Quand je sors des cours, je n'ai pas trente-six options différentes. Soit je rentre au dortoir, soit je pars au club. Durant mon temps libre, je fais de la boxe. Plus particulièrement, de la boxe anglaise. Cette fin d'après-midi est l'une d'entre elles où mes gants deviennent ma priorité. Un moment de solitude qui me permet d'évacuer toutes mes émotions sans potentiellement mettre quelqu'un en danger. Une phrase de trop, un coup mal placé, qui fait démarrer une bagarre, c'était ma vie avant que je prenne des cours.

Ce serait mentir que de dire que ça m'est tombé dessus par hasard comme une révélation. Tout à une fatalité et un point de chute. Il faut juste s'en rendre compte au bon moment.

Dans mon cas, on m'a donné un coup de pression. Les gants ou un renvoi immédiat de la pension Cadbury. Le choix a très vite tourné en faveur de ce sport.

Je n'ai pas accroché tout de suite. Il a fallu des semaines et une envie de détruire un mur avant que l'information ne rentre dans ma tête et que la boxe prenne la forme d'un vrai plaisir. Mon petit temps à moi, pour quelques heures. Faire des combats ne m'apporte pas une mauvaise réputation auprès de mon école. Peu de gens sont au courant de ce petit accord entre mes parents et moi. Lake en fait partie et la directrice du centre équestre car c'était son idée.

De l'extérieur, quand on ne me connait pas, je passe souvent pour le gentil petit Anton qui ne ferait pas de mal à une mouche, qui tempère ses amis et ne prend aucun parti.

C'est complètement faux.

Ce que je renvoie et ce que je suis sont deux choses différentes qu'une minorité arrive à déceler. Intérioriser jusqu'à l'explosion est une routine bien installée dans ma tête depuis des années. L'art de le cacher à qui je le veux en est une autre.

Quoi qu'il en soit, ma seule priorité sur le moment est de faire sa fête à ce sac de frappe qui ne demande qu'à recevoir ma frustration du contrôle que j'ai raté. J'avais révisé pourtant, mais je me suis planté en beauté en faisant un hors sujet en zootechnie. Je suis dans l'une des filières les plus ardues en termes de notation. Devenir cavalier soigneur demande de la rigueur en apprentissage, parfois ça coince.

Lake a terminé les cours une heure après moi. Il m'a rejoint dans la salle de boxe parce qu'il a compris que je ne suis pas rentré directement en sortant de classe. Alors que je me défoule depuis une heure tout seul, lui, il n'en est rien. Il n'a pas enfilé de gants et à vrai dire il ne devrait même pas être là. Il ne paye aucun abonnement. À force de le voir m'accompagner, le propriétaire ne dit plus rien sur sa présence indésirable.

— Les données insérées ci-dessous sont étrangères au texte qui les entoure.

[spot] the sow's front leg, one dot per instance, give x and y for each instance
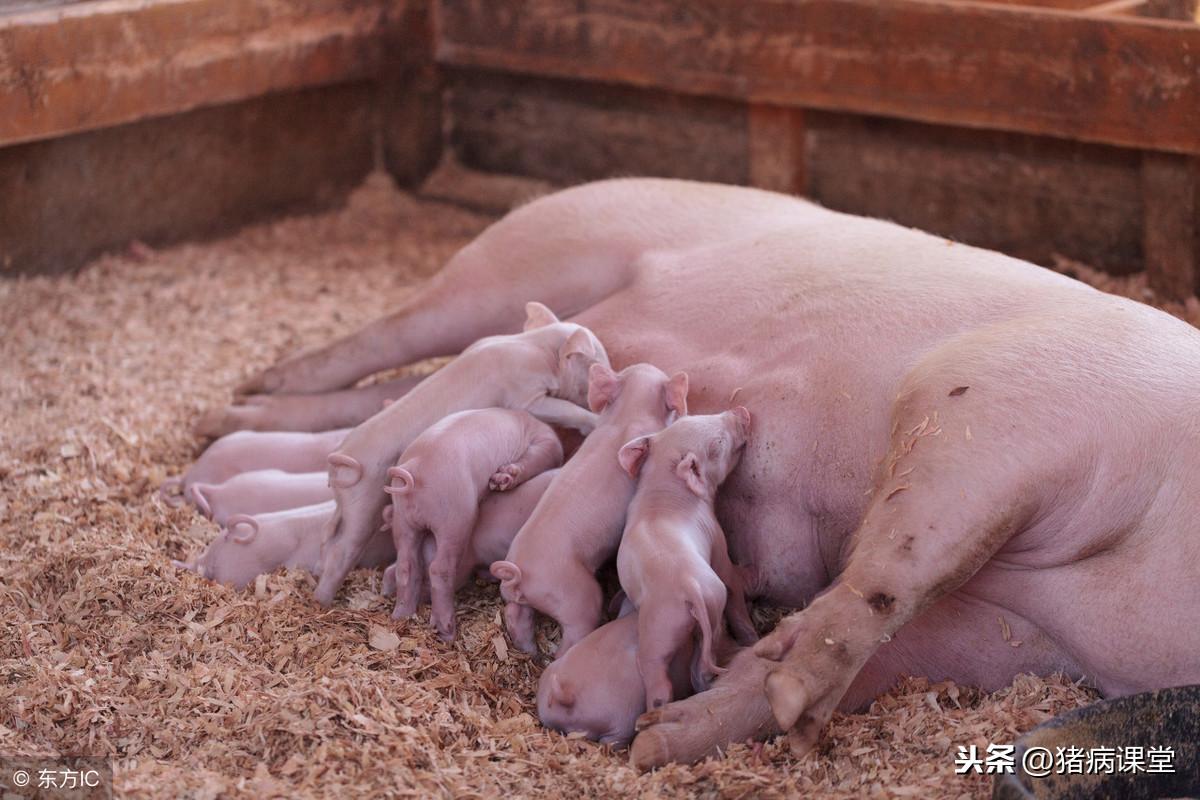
(945, 501)
(323, 411)
(550, 250)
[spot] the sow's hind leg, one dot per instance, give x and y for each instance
(543, 251)
(959, 480)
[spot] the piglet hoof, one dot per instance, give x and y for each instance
(735, 709)
(343, 471)
(403, 611)
(504, 479)
(241, 521)
(172, 492)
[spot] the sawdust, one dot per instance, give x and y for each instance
(195, 689)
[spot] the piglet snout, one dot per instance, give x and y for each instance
(243, 521)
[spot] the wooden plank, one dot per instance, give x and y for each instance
(778, 149)
(203, 173)
(565, 132)
(1128, 82)
(101, 64)
(1171, 223)
(1035, 198)
(1116, 7)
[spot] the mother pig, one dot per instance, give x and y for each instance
(966, 465)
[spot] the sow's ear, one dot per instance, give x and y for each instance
(604, 385)
(633, 455)
(538, 316)
(677, 394)
(688, 469)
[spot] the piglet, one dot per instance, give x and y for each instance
(595, 687)
(501, 516)
(252, 450)
(251, 546)
(673, 560)
(261, 491)
(576, 527)
(437, 486)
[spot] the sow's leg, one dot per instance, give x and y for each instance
(549, 251)
(322, 411)
(959, 481)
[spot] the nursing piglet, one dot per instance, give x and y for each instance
(595, 687)
(576, 527)
(673, 559)
(261, 491)
(252, 450)
(251, 546)
(501, 516)
(437, 486)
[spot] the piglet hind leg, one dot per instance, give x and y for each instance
(940, 511)
(545, 451)
(453, 539)
(519, 620)
(408, 571)
(582, 611)
(663, 631)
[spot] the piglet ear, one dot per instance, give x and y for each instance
(538, 316)
(633, 455)
(688, 469)
(604, 385)
(559, 692)
(677, 394)
(579, 344)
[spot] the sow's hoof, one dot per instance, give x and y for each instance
(1167, 719)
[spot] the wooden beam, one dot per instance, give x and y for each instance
(94, 65)
(1116, 7)
(778, 149)
(1117, 80)
(1170, 191)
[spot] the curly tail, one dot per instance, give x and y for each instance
(241, 519)
(343, 471)
(509, 576)
(559, 693)
(401, 481)
(202, 500)
(703, 656)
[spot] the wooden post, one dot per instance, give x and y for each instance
(1170, 188)
(777, 149)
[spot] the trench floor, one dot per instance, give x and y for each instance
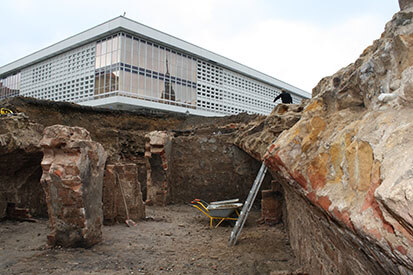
(175, 240)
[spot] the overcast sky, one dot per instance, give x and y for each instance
(298, 42)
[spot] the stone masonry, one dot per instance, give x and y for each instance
(157, 155)
(72, 179)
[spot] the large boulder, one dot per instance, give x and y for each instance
(346, 165)
(73, 167)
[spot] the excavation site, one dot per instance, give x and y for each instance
(320, 187)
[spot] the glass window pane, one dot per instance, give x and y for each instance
(103, 47)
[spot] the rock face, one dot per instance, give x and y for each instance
(404, 4)
(20, 171)
(113, 203)
(346, 166)
(72, 179)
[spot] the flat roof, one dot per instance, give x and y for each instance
(122, 23)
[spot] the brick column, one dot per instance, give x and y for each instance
(72, 179)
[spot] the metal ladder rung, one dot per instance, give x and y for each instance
(247, 205)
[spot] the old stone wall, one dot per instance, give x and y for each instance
(20, 171)
(324, 246)
(72, 179)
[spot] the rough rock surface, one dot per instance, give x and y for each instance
(113, 203)
(349, 158)
(20, 169)
(256, 135)
(72, 179)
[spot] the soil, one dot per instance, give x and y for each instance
(176, 239)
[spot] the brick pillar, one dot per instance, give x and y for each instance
(157, 155)
(72, 179)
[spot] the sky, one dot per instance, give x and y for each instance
(298, 42)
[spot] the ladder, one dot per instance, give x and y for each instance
(247, 206)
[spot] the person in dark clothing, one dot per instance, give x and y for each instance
(285, 97)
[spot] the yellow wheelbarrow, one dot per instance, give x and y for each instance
(5, 112)
(220, 210)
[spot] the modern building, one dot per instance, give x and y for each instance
(123, 64)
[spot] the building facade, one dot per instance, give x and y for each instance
(122, 64)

Il s'est assis sur le sol, dos contre le mur en brique qui soutient son poids. Aucune idée de ce qu'il fait. Il pourrait être en train de me filmer que je n'y verrais que du feu. Je me rends compte très vite au son de sa voix que ce n'est pas le cas.

— Ava-Lee m'a transmis le mail de Maï concernant l'emploi du temps de la semaine.

— Et alors ? C'est mal ? demandé-je en envoyant en un jab sur le sac.

— Jusque-là je sais lire mes mails tout seul, pas besoin de les avoir en double.

Il souffle son mécontentement qui embrume la pièce aussitôt de ses mauvaises ondes. Il pouvait parfois être dur avec elle. Lake n'est pas du genre à chercher plus loin que l'information principale quand il est énervé par quelque chose. Surtout quand ça concerne Ava-Lee.

— Il n'y a pas un mot avec ? Ce n'est pas trop ressemblant à Ava de juste t'envoyer une information dans le vide.

J'essuie la sueur accumulée sur mon front grâce à mon avant-bras. Le souffle court à cause de l'effort, je contourne le sac pour avoir mon ami en visu. Lake plante ses yeux à la hauteur des miens. Je devine que j'avais raison rien qu'en voyant sa réaction.